I’ve been using the same contractors for several years now, so I have a very good idea of what they charge for different types of jobs. That said, doing what you suggest (starting with rough estimates and iterating as you get bids) is definitely the way to go. Just make sure you start very conservative, so that when you fill in actual numbers (from actual bids), you don’t have to worry about your budget skyrocketing.

10 D Phillips November 25, 2012 at 8:25 pm

You’re God sent!

11 Patricia Richardson May 28, 2013 at 2:20 pm

How do we reach you for a consultation?

12 J Scott May 29, 2013 at 11:35 pm

Hi Patricia -

I don’t really do consultation. You’re welcome to post questions on the blog, and I can answer them here, and if you want more flipping info, feel free to check out my new books:

13 James T July 30, 2013 at 3:59 pm

Thank you for great spreadsheet!

14 Javi January 29, 2014 at 6:36 pm

was the holding total for 1 month?

15 J Scott January 29, 2014 at 9:45 pm

Javi -

I’m not sure I understand the question? You can ignore the data in the spreadsheet…it’s just an example. You can enter your own data to get results for your specific properties.

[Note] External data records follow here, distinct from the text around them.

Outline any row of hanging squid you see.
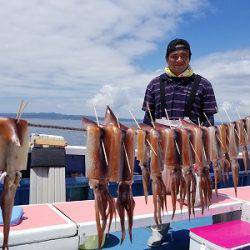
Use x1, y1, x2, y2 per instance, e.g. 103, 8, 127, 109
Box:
0, 107, 250, 249
83, 107, 250, 248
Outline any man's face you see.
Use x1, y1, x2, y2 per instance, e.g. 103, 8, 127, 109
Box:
167, 49, 190, 76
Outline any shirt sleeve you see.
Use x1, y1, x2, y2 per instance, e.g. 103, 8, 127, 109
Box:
201, 81, 218, 117
142, 81, 155, 125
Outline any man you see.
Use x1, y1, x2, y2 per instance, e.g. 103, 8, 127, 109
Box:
142, 39, 217, 126
142, 39, 217, 247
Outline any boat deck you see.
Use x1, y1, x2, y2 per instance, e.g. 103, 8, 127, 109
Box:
0, 186, 250, 250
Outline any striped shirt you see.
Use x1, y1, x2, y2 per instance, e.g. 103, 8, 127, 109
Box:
142, 73, 217, 126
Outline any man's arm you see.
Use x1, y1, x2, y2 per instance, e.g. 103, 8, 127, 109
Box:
143, 111, 155, 126
201, 114, 214, 127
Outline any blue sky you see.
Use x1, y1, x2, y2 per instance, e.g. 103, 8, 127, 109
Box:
0, 0, 250, 119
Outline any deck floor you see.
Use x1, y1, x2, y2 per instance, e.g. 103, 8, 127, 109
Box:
100, 216, 212, 250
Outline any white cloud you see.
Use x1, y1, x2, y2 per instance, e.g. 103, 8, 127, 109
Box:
193, 49, 250, 120
0, 0, 206, 117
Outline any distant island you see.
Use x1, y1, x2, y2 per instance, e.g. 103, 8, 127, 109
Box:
0, 112, 141, 122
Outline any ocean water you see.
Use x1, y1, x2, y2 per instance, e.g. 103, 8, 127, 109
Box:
27, 118, 135, 146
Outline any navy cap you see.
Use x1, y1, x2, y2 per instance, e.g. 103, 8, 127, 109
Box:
166, 38, 192, 59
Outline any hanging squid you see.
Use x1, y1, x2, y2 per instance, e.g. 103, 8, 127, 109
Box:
176, 128, 196, 219
116, 128, 135, 244
228, 122, 239, 196
83, 118, 115, 249
136, 128, 150, 204
181, 120, 212, 213
217, 124, 231, 182
140, 124, 167, 225
0, 118, 29, 249
104, 106, 135, 244
235, 119, 250, 173
156, 124, 186, 219
203, 126, 221, 196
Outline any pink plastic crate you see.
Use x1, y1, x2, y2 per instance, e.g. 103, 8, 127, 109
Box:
190, 220, 250, 249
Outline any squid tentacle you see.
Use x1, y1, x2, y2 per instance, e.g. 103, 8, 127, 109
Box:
1, 172, 21, 249
242, 146, 250, 173
142, 166, 150, 204
116, 182, 135, 244
126, 195, 135, 242
152, 176, 167, 225
180, 172, 187, 212
185, 173, 191, 220
231, 159, 239, 197
191, 172, 197, 216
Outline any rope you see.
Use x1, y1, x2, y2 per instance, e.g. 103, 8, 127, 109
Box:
28, 122, 86, 132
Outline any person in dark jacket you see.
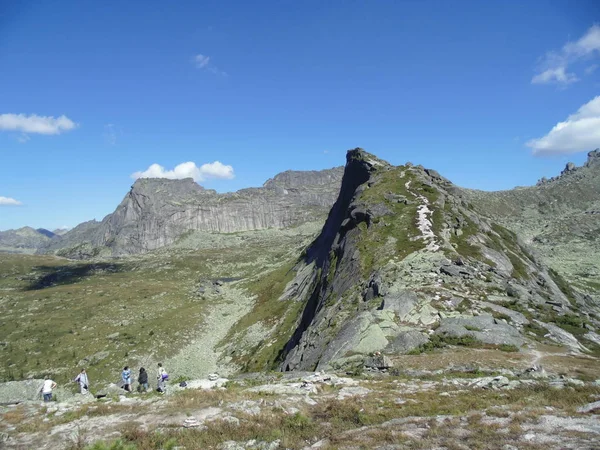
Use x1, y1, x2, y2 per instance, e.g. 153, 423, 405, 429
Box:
138, 367, 150, 392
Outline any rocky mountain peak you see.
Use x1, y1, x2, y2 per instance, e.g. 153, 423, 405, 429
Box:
42, 168, 342, 258
585, 148, 600, 167
536, 149, 600, 186
260, 149, 595, 370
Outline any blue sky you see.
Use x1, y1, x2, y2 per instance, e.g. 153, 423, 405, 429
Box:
0, 0, 600, 230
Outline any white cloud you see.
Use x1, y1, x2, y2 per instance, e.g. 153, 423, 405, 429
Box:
531, 67, 579, 84
0, 197, 23, 206
531, 24, 600, 85
527, 95, 600, 155
194, 54, 210, 69
17, 133, 31, 144
192, 53, 227, 77
131, 161, 235, 181
0, 114, 77, 134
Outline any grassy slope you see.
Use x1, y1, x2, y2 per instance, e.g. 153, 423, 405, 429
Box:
0, 225, 322, 385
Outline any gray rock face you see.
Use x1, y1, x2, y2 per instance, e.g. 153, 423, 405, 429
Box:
435, 314, 525, 347
43, 168, 342, 258
385, 330, 429, 354
281, 149, 595, 371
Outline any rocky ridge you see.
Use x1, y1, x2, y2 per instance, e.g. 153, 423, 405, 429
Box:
42, 168, 342, 258
223, 149, 600, 371
461, 150, 600, 296
0, 227, 57, 253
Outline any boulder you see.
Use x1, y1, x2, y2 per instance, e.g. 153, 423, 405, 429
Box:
379, 287, 419, 317
385, 330, 429, 354
577, 401, 600, 413
364, 354, 394, 370
435, 314, 525, 347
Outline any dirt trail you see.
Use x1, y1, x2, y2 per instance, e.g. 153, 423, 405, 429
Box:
165, 283, 254, 378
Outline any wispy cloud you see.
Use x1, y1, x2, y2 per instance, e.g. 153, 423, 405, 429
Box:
531, 24, 600, 86
0, 114, 77, 134
527, 95, 600, 155
131, 161, 235, 181
192, 53, 227, 76
194, 54, 210, 69
531, 67, 579, 85
0, 197, 23, 206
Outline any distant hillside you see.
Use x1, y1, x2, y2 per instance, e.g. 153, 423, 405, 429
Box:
462, 150, 600, 295
41, 167, 343, 258
0, 227, 55, 253
223, 149, 600, 371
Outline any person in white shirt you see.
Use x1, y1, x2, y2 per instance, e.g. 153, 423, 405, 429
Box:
73, 369, 89, 394
41, 376, 56, 402
156, 363, 169, 394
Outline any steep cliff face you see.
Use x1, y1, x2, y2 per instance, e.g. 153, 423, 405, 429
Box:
44, 168, 342, 257
260, 149, 600, 370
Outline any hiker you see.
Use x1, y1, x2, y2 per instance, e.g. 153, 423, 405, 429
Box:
121, 366, 131, 392
138, 367, 150, 392
156, 363, 169, 394
73, 369, 89, 394
40, 375, 56, 402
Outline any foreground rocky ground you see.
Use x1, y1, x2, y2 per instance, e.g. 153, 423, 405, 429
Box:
0, 349, 600, 450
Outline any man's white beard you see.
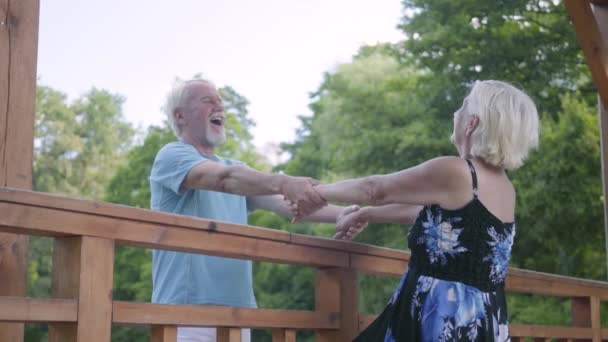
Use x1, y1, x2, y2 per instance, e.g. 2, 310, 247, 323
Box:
207, 127, 226, 147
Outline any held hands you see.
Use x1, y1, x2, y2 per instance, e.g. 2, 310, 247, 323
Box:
282, 177, 327, 222
334, 205, 368, 240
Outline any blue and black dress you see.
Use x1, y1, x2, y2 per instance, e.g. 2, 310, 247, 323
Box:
355, 160, 515, 342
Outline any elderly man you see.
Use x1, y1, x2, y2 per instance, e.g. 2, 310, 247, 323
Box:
150, 80, 341, 342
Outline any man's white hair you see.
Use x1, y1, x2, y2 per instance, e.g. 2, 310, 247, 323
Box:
162, 78, 213, 137
468, 80, 539, 170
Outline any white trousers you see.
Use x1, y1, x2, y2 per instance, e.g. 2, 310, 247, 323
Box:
177, 327, 251, 342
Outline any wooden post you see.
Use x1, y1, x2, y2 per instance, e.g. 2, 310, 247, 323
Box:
0, 0, 40, 342
272, 329, 296, 342
315, 268, 359, 342
49, 236, 114, 342
571, 297, 601, 342
597, 96, 608, 278
151, 325, 177, 342
217, 328, 242, 342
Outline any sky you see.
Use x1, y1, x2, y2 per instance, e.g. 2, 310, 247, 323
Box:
38, 0, 403, 158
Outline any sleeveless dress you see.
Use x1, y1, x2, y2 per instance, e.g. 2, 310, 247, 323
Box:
355, 160, 515, 342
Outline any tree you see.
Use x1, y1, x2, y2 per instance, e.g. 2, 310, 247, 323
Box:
400, 0, 595, 119
25, 86, 134, 341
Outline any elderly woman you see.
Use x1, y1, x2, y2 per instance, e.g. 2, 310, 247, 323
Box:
315, 81, 539, 342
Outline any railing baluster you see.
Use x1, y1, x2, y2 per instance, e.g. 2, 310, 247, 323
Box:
315, 268, 359, 342
151, 325, 177, 342
49, 236, 114, 342
272, 329, 296, 342
217, 328, 242, 342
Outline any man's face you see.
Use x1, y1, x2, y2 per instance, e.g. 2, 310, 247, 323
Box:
181, 82, 226, 147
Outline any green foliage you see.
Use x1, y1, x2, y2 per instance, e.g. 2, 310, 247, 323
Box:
400, 0, 595, 114
26, 0, 606, 341
26, 86, 135, 341
513, 94, 606, 279
34, 87, 135, 200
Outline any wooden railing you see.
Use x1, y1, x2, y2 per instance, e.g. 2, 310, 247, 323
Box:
0, 188, 608, 342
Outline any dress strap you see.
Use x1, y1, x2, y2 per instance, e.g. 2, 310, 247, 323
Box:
465, 159, 477, 197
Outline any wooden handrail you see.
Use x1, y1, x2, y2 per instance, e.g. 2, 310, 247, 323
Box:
0, 188, 608, 342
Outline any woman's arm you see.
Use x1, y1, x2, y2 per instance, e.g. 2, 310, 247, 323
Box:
334, 204, 422, 240
315, 157, 471, 207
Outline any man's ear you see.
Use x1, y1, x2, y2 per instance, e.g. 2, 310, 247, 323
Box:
173, 108, 184, 124
465, 115, 479, 137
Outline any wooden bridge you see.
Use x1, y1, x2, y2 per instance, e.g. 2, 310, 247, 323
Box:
0, 0, 608, 342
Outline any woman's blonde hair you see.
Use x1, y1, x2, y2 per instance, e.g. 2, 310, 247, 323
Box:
467, 81, 539, 170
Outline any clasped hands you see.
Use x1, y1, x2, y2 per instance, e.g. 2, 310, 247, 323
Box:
282, 177, 368, 240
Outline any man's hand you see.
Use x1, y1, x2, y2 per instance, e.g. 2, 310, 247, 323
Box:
281, 177, 327, 222
334, 205, 368, 240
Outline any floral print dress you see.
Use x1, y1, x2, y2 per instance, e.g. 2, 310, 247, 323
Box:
355, 160, 515, 342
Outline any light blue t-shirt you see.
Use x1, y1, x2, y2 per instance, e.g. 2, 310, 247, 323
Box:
150, 142, 256, 307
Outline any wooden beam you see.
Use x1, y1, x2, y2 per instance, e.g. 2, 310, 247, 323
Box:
112, 301, 340, 329
150, 325, 177, 342
272, 329, 296, 342
0, 188, 410, 261
0, 0, 40, 341
0, 297, 77, 323
315, 268, 359, 342
509, 324, 593, 339
565, 0, 608, 107
49, 236, 114, 342
0, 202, 348, 267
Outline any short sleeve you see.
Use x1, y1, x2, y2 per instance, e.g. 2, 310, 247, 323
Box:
150, 143, 209, 195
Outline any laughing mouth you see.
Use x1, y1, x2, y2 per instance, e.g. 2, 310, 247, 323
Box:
209, 116, 224, 127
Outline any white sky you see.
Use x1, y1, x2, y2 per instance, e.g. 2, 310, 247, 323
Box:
38, 0, 403, 152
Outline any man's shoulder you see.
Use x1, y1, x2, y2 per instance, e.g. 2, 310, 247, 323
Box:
218, 156, 247, 166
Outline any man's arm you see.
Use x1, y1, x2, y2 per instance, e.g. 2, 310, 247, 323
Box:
247, 195, 344, 223
181, 160, 326, 215
334, 204, 422, 240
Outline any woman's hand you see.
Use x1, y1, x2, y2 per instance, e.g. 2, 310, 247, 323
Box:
334, 205, 368, 240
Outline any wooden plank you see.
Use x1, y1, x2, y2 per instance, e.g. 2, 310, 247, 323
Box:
571, 297, 591, 327
112, 301, 340, 329
49, 236, 114, 342
0, 188, 291, 242
591, 297, 602, 342
0, 0, 40, 189
350, 254, 407, 277
0, 297, 77, 322
0, 231, 28, 341
77, 236, 114, 342
359, 315, 378, 332
597, 95, 608, 278
315, 269, 346, 342
0, 0, 40, 341
272, 329, 296, 342
217, 328, 242, 342
315, 268, 359, 342
0, 203, 348, 267
509, 324, 592, 339
0, 188, 410, 261
5, 198, 608, 300
49, 237, 82, 342
565, 0, 608, 107
591, 0, 608, 6
150, 325, 177, 342
506, 269, 608, 300
0, 0, 11, 186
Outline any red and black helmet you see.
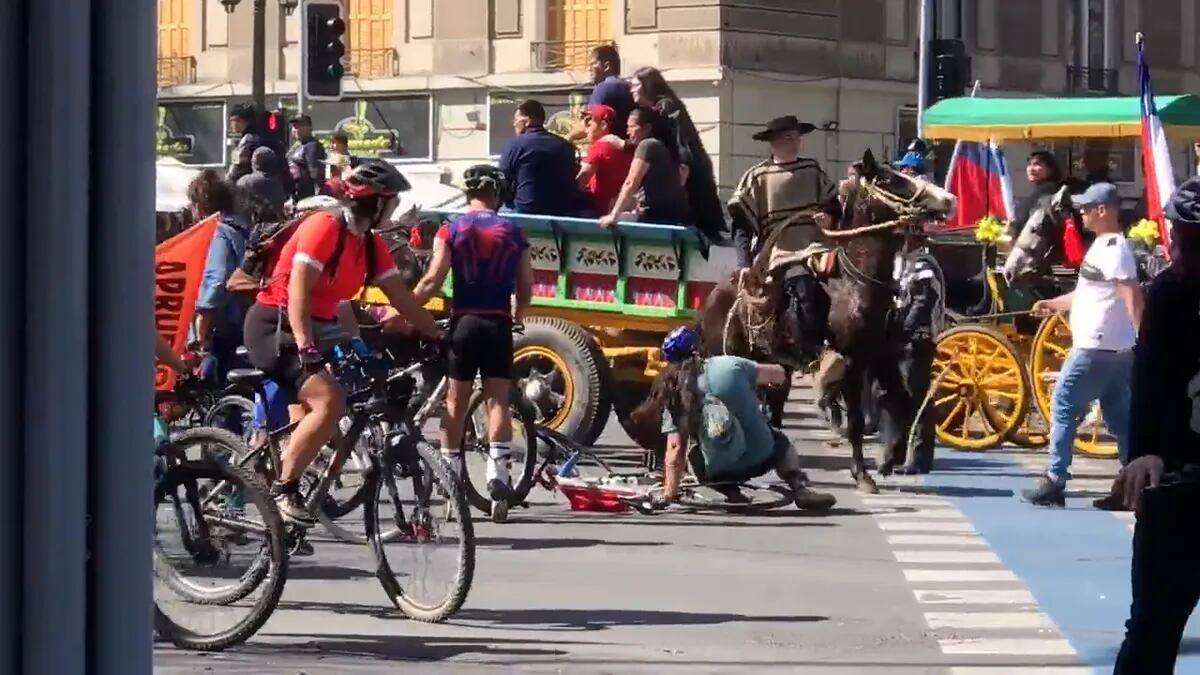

16 Bryan Love January 30, 2014 at 7:04 pm

Just wanted to be number 10000000 to thank you for all the time and insight you offer us. This site is a wealth of information! Thanks again

17 Pat King April 8, 2014 at 9:26 pm

Thank’s for this spreadsheet. Just what I was looking for!

18 Kumar April 25, 2014 at 10:50 am

Thanks J for the wonderful spreadsheet.

19 Susan Perry April 26, 2014 at 5:23 pm

I wanted to see your spreadsheet

20 CJ May 8, 2014 at 1:17 am

Thanks for the spreadsheet and easy download. Just what I was looking for.

21 Linda M May 24, 2014 at 3:23 pm

Nice job developing this sheet. It saved me so much time. Thanks so much!

22 Lisa Fara September 4, 2014 at 2:52 am

What a great, simple spreadsheet template!! Love it! Thank you! -LF

23 Dan Sullivan January 20, 2015 at 3:33 pm

Proud owner of J. Scott’s book and love the bigger pockets website. The final questions in each blog segment is a cool send off as well. Looking at the spreadsheet where “Seller Costs” is listed, I don’t understand why you have a “Commission to Agent” and “Buyer Closing Costs”. Aren’t you just duplicating the same 6% commission fee?

24 J Scott January 24, 2015 at 10:06 am

Hey Dan -
Regarding your question about Seller Costs, the commissions are what are paid directly to the two agents for their work; the “Buyer Closing Costs” are concessions that some buyers ask for to offset their out-of-pocket costs at closing. For example, with FHA buyers, it’s not uncommon for them to ask the seller to pay up to 3% of the sale price towards their closing costs.